At the beginning of the arraignment/change of plea hearing, the court observed: “I understand we have a resolution and that the prosecutor is going to lay out for the record what the agreement is.” The prosecutor responded: “There is a second-amended information that the People are filing.… That is going to form the foundation of the plea in this case.” The prosecutor also clarified: “Restitution as to all these matters, the People would be seeking a Harvey waiver, reserving restitution on all three defendants.” (Italics added.) The prosecutor then laid out, on the record, the particular agreement with each defendant. As to Sardina, the prosecutor stated:
“Lastly, as to Mr. Sardina, the offer of the People is the same charge [as for Avalos], Count One, Penal Code [section] 211, with the same two admissions of the two enhancements [i.e., a gang enhancement and a gun enhancement]. As to him, it will be a stipulated aggravated term of five years with ten years each for those enhancements, for a total term of twenty-five years as to Count One [robbery]. He will also be entering a plea as to Count Three [street terrorism] and, as to him, Count Five [felon in possession of firearm] .… The prison prior will be dismissed with right to comment. Again, it is a stipulated twenty-five years as to him.” (Italics added.)

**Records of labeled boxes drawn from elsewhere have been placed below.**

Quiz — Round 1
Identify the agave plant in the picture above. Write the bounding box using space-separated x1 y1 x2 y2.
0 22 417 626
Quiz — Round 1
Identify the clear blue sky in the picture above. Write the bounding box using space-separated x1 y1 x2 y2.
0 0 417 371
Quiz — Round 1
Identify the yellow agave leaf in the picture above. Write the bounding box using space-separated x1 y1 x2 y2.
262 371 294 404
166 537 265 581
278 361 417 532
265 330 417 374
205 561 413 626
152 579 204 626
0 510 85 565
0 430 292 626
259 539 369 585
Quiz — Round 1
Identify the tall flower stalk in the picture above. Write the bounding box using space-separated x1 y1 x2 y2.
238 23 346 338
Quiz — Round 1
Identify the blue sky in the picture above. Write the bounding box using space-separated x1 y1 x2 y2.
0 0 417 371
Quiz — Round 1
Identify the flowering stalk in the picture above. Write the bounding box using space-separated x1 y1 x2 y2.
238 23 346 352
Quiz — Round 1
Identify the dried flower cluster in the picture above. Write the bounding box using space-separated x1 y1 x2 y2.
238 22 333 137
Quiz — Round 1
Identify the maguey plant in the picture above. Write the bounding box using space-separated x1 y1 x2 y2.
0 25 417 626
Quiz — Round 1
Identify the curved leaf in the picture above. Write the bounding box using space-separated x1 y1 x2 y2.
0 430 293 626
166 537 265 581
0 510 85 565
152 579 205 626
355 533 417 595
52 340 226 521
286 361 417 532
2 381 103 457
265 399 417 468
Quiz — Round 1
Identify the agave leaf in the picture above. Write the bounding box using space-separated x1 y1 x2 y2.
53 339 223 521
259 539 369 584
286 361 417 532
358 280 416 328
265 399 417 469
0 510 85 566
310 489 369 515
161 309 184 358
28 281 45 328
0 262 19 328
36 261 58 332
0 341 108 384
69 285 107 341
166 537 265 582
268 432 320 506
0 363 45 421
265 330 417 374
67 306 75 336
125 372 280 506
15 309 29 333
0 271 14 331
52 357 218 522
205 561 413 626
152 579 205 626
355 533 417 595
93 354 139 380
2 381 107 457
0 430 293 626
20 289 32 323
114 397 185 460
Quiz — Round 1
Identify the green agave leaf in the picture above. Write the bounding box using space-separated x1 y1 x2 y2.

The prosecutor further explained: “As to both Mr. Avalos and Mr. Sardina, based on the [Penal Code section] 211, they are looking at 85 percent time. And as to Mr. Sardina, that is the only case. I believe that’s everything.”
After the prosecutor had made the record described above, Sardina’s counsel asked the court: “Can we arraign them so you can then take the plea?” (Italics added.) With the court’s assent, Sardina’s counsel proceeded with the arraignment, noting: “Enter a not guilty plea until the plea is taken. This is a second-amended information. We’re ready to proceed along the lines just stated by [the prosecutor].” (Italics added.) Counsel provided the court with a completed “Felony Advisement, Waiver of Rights, and Plea Form” (change of plea form or form) for Sardina. The form indicates that Sardina wished to withdraw his plea of not guilty as to counts 1 (robbery), 3 (street terrorism), and 5 (felon in possession) and plead guilty/no contest “as alleged in the Second Amended Information.” The form further states that Sardina “admit[s] enhancements per [Penal Code section] 186.22[, subdivision] (b)(1) [and] [Penal Code section] 12022.53[, subdivision] (b)” in connection with count 1. Finally, the form states that the “DA offers 25 years CDC stipulated per Rule 4.412,” with “[r]estitution reserved per Harvey Waiver.” (Italics added.) Sardina initialed the box next to this condition for his change of plea, signifying his agreement with the condition. The form further clarifies that the maximum punishment resulting from the change of plea would be 25 years; Sardina also initialed the box next to this advisement. The form was signed by Sardina, his counsel, and the court. Counsel for the other defendants also submitted completed change of plea forms to the court.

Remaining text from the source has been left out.